Improving RRB-Tree Performance through Transience

Filed under: Functional Programming,Parallel Programming — Patrick Durusau @ 6:49 pm

Improving RRB-Tree Performance through Transience by Jean Niklas L’orange.

Abstract:

The RRB-tree is a confluently persistent data structure based on the persistent vector, with efficient concatenation and slicing, and effectively constant time indexing, updates and iteration. Although efficient appends have been discussed, they have not been properly studied.

This thesis formally describes the persistent vector and the RRB-tree, and presents three optimisations for the RRB-tree which have been successfully used in the persistent vector. The differences between the implementations are discussed, and the performance is measured. To measure the performance, the C library librrb is implemented with the proposed optimisations.

Results shows that the optimisations improves the append performance of the RRB-tree considerably, and suggests that its performance is comparable to mutable array lists in certain situations.

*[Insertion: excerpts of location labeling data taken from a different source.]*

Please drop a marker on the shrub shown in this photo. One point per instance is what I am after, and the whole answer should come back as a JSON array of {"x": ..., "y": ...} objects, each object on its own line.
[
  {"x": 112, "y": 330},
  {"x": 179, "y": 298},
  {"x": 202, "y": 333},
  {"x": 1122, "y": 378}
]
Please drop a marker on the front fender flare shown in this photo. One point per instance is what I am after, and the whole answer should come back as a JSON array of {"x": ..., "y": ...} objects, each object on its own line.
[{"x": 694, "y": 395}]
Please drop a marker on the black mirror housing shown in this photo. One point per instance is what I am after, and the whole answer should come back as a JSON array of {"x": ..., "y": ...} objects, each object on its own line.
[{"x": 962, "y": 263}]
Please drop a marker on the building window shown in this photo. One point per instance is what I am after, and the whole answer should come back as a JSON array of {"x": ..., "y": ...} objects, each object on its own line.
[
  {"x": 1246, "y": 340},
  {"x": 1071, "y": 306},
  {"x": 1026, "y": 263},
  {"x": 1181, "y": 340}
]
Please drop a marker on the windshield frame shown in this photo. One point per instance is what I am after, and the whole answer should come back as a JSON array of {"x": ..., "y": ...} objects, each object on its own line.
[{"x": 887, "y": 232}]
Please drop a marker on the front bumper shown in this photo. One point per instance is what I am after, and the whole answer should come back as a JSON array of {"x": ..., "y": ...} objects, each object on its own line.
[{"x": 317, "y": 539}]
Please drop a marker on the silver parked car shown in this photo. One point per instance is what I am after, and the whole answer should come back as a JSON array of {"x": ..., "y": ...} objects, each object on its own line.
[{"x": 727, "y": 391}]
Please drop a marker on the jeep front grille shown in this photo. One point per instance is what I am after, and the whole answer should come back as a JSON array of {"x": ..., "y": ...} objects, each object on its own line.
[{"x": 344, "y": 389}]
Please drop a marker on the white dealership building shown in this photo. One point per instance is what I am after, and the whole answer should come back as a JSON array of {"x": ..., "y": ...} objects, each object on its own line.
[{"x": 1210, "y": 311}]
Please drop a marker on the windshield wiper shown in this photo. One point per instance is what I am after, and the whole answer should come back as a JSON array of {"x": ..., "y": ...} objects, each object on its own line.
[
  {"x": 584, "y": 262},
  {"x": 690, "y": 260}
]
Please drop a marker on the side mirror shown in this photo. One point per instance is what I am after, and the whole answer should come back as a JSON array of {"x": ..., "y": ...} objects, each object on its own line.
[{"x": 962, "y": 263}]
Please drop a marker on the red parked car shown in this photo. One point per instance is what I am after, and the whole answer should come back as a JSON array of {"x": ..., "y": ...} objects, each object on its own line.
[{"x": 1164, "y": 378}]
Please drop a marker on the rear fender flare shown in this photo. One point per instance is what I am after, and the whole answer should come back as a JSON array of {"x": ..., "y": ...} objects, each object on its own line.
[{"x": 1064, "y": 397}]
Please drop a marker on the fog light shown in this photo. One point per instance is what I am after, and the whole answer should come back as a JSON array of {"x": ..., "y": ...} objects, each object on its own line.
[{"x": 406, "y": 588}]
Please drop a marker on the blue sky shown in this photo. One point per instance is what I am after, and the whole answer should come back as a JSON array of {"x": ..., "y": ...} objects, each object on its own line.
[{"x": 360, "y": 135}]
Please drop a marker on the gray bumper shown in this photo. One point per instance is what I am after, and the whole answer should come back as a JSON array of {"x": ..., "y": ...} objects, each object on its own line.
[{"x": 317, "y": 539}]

Jean’s thesis is available at: http://hypirion.com/thesis.pdf

Although immutable data structures are obviously better suited for parallel programming, years of hacks on mutable data structures have set a high bar for performance. Unreasonably, parallel programmers want the same level of performance from immutable data structures as from their current mutable ones. 😉

Research such as Jean’s moves functional languages one step closer to being the default for parallel processing.